BOISE, Idaho –– The Idaho Senate today took another damaging step toward stripping health care coverage from tens of thousands of Idahoans by passing House Bill 913, placing additional government red tape on federally mandated work-reporting requirements. The vote is another in a long series of legislative actions taken against the clear wishes of Idahoans, who have urged lawmakers to leave Medicaid expansion in place and preserve coverage, as initiated and approved by voters and without additional state-imposed work-reporting barriers.
A veto from Gov. Brad Little is now the only hope of stopping the legislation, which would put Idaho cancer patients and many others at significant risk of losing access to care and the diminished health outcomes that follow, including preventable death.
HB 913 institutes the harshest Medicaid options available to the state under federal law: a three-month review for all new enrollees, essentially denying coverage to anybody who cannot prove to have met work-reporting requirements for the previous 90 days. This is a remarkably high bureaucratic bar and particularly cruel to those engaging in treatment for diseases like cancer. HB 913 will force Idahoans into a maze of state-mandated paperwork that the state itself will struggle to process without additional staff and the costs that come with it.

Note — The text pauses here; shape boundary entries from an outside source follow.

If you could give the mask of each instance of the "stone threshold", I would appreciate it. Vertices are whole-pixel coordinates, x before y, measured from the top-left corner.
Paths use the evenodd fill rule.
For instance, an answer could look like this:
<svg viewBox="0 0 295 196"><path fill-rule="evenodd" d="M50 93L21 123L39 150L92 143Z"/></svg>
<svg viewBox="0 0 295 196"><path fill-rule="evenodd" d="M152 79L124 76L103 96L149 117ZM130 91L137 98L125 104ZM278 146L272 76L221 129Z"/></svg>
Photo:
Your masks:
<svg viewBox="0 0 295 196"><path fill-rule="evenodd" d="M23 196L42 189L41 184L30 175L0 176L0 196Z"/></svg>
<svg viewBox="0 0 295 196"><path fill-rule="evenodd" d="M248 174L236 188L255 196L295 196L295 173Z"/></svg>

Volunteer advocates of the American Cancer Society Cancer Action Network (ACS CAN) call on Gov. Little to do what legislators have not and hear the many, clear voices of voters and veto the hazardous HB 913.
This statement from American Cancer Society Cancer Action Network (ACS CAN) Idaho Government Relations Director Randy Johnson can be used in full or in part:
“We ask Gov. Little to take a full accounting of what this bill will force upon the state, especially the countless Idahoans who work hard but still do not make enough to afford private insurance. Forcing these people into a suffocating paperwork quagmire will serve no function other than to keep them and their children from getting the care they need, be it cancer treatment, a mammogram or a regular checkup.

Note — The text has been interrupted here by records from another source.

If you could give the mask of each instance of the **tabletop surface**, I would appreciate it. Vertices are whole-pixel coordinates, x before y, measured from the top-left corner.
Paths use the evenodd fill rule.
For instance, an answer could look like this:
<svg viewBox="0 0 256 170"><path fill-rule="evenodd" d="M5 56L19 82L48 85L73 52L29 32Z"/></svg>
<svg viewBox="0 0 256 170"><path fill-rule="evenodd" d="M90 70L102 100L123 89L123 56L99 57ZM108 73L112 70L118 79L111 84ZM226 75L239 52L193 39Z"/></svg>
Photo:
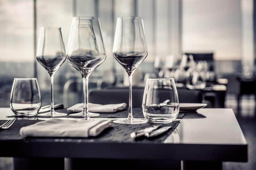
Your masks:
<svg viewBox="0 0 256 170"><path fill-rule="evenodd" d="M6 116L13 114L6 108L0 108L0 120L9 119ZM44 138L0 140L0 156L247 161L247 143L231 109L201 109L179 120L176 129L162 143L83 142L68 138L51 142Z"/></svg>

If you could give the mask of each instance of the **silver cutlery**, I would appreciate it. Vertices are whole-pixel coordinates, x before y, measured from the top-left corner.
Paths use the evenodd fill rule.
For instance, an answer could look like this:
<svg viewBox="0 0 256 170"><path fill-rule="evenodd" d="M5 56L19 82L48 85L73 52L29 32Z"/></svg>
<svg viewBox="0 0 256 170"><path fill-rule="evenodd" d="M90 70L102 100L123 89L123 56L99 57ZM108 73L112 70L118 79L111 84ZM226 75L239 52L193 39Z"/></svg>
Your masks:
<svg viewBox="0 0 256 170"><path fill-rule="evenodd" d="M154 130L157 129L161 125L154 126L152 127L147 128L133 132L131 134L131 137L133 139L136 139L140 137L145 136L147 133L150 133Z"/></svg>
<svg viewBox="0 0 256 170"><path fill-rule="evenodd" d="M58 104L54 106L54 109L62 109L64 107L64 105L62 104ZM39 110L38 113L43 113L49 111L51 110L51 105L47 105L41 107Z"/></svg>
<svg viewBox="0 0 256 170"><path fill-rule="evenodd" d="M8 120L5 123L0 126L0 129L7 129L9 128L13 124L17 119L17 118L15 118Z"/></svg>
<svg viewBox="0 0 256 170"><path fill-rule="evenodd" d="M159 128L151 132L146 133L145 135L148 138L156 136L165 132L171 127L172 126L166 126Z"/></svg>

“HB 913 creates barriers to health care access for Idahoans. Cancer patients and those with serious illnesses will be hit hard but certainly are not alone. Single moms, retail and customer service workers and young families just getting started are among those who will also bear the brunt. Further, HB 913 will not reduce costs in a meaningful way and will make the program harder for the state to manage. It adds red tape that will strip eligible individuals of their coverage and we’ve seen firsthand how bureaucratic hurdles cause people to lose coverage—not because they are ineligible, but due to unnecessary administrative obstacles.
“Medicaid expansion is a lifeline for tens of thousands of Idahoans, and this legislation takes it away from many, which seems to be the unfortunate goal of this legislature. We ask Gov. Little to speak for those who have not been heard by the legislature and veto this bill.”